One really exciting mini project we have started is ‘Catch it if You Can!’, which is an Adur and Ouse Catchment Partnership project, supported by the CaBA Water Resources Communication and Engagement Fund. Working with Ouse and Adur Rivers Trust will work with the entire school community of Northlands Wood Primary Academy in Haywards Heath. It seeks to increase their understanding of sustainable water use, through the creation of a demonstration / ambassador raingarden, with an emphasis on actions that can be replicated at home to slow and store water. Once completed, there will be an interactive water wall, where pupils can pump water to the top of a catchment and direct it/watch it move through the landscape to the sea, as well as the creation of habitats, such mini green roofs, a series of rain planters to capture runoff from school buildings, as well as a mini wetland area. So far we have completed the restoration of a wildlife pond that forms part of core of the mini wetland area, with are a new stream channel that pupils can build leaky dams in as it conveys rainfall that cascades from a number of tiered miniature storage ponds, down the slope to new sunken bog planters.

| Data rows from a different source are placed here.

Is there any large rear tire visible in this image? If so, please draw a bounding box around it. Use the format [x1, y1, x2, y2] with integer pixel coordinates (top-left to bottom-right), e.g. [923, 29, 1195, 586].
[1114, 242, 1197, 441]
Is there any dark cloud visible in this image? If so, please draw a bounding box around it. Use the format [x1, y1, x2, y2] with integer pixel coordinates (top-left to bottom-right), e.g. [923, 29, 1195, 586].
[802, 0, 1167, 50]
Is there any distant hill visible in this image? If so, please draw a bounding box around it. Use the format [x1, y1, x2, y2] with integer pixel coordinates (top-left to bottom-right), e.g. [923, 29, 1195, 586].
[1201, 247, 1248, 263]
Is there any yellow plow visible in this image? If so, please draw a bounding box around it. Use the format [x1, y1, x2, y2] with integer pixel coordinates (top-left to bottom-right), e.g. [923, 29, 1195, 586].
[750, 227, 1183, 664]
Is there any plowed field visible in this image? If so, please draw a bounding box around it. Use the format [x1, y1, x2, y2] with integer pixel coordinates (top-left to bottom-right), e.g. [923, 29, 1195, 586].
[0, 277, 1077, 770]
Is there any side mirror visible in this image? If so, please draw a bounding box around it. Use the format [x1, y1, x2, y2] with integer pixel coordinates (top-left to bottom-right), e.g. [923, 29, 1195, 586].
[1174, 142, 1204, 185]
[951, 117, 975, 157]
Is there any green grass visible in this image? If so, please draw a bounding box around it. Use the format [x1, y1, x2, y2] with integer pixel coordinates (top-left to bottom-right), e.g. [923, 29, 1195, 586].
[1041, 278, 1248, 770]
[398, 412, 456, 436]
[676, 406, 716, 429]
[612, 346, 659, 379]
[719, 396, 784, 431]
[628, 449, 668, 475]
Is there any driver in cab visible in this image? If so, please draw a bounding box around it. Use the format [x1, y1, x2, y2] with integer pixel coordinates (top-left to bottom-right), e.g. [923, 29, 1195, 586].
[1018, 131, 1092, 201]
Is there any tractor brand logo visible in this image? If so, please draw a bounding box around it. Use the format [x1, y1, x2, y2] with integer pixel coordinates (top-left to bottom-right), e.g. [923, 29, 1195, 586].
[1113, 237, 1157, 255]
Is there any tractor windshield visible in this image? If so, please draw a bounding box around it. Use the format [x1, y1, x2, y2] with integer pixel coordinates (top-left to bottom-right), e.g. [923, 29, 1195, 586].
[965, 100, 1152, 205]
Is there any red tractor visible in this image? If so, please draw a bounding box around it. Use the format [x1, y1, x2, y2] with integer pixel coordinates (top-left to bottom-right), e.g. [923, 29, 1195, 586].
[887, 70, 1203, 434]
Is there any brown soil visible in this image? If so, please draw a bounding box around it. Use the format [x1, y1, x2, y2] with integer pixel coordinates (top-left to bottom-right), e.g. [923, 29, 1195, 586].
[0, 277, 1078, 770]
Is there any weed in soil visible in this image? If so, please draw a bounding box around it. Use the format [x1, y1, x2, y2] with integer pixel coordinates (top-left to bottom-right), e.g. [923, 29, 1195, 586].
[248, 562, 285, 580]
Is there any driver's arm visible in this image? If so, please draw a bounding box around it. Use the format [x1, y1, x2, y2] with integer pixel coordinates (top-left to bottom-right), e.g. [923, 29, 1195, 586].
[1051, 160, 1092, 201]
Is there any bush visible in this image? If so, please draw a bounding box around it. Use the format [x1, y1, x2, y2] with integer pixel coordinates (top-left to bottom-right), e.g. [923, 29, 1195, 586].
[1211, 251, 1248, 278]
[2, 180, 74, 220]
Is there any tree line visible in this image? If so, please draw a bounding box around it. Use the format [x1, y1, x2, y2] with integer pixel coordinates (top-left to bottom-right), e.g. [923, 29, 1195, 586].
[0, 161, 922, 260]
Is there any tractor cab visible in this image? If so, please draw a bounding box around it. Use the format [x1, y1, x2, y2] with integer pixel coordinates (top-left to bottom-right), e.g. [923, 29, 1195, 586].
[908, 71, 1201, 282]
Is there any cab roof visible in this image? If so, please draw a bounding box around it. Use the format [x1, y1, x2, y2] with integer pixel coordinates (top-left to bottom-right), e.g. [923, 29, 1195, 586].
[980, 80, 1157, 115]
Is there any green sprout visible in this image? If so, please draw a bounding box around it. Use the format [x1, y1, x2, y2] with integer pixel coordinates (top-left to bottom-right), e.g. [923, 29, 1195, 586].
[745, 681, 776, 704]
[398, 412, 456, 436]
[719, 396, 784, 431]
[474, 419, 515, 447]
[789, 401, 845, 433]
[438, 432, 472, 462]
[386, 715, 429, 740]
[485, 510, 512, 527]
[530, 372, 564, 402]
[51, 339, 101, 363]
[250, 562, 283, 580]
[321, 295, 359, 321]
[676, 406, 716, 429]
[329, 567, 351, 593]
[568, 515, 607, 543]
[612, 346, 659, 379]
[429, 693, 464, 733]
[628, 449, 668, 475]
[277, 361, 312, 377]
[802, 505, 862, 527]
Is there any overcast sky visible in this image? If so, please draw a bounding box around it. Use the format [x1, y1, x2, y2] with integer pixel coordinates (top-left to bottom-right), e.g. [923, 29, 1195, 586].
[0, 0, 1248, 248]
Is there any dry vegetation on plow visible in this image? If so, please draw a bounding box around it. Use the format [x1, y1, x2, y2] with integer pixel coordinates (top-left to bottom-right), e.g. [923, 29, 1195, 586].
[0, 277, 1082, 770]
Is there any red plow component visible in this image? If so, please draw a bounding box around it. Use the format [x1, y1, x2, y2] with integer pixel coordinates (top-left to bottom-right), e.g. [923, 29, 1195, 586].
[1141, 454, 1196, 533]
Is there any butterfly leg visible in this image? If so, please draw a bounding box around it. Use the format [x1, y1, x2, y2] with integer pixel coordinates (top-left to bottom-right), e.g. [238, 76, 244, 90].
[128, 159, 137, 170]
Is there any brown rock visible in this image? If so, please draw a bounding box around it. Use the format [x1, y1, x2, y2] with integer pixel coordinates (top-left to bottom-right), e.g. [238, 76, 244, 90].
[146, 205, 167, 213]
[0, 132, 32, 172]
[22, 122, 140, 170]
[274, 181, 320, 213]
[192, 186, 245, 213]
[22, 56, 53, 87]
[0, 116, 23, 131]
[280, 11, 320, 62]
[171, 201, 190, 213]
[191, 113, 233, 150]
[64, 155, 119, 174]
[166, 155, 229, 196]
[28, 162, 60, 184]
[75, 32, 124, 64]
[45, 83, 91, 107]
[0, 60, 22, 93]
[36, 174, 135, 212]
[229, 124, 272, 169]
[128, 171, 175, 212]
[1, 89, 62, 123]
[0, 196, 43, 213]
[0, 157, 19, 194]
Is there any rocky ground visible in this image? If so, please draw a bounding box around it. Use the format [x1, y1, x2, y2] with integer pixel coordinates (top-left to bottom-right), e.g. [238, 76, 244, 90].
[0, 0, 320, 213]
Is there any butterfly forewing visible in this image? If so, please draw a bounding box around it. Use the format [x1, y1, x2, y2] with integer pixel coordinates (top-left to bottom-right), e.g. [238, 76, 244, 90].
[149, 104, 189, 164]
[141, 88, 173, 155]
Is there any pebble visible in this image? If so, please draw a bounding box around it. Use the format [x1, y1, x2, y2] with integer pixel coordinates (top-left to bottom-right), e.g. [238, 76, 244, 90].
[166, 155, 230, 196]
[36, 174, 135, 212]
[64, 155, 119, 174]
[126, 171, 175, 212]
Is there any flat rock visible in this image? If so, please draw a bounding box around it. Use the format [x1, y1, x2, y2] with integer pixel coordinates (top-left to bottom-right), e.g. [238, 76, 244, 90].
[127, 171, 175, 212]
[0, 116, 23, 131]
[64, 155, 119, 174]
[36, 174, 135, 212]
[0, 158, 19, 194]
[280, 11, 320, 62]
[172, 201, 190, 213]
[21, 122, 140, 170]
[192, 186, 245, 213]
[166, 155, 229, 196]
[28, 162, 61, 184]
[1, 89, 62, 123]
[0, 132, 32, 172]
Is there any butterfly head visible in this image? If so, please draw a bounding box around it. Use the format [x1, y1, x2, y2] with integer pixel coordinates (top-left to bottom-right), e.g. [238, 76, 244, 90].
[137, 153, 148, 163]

Pond creation, Sussex Flow Initiative with OART © Rachel Paget
Pond creation, Sussex Flow Initiative with OART © Rachel Paget

We have also continued our work in the wider catchment, including working on one site to remove historic redundant land drains that expedited the move of water off this particular farm. Instead we are bring this water to the surface, and slowing it down through a series of small ponds that fill up with water to create incredible network of freshwater habitats, once these ponds fill up, the water flows down the slope through brash bundles we have installed to slow the water down and aid vegetation to growth. It has been fantastic to return to where we have undertaken similar works in previous years in the summer to see frog spawn within the ponds, the grass lush a green from retaining water into the dry summers and the air full of the sight and sounds of dragonflies.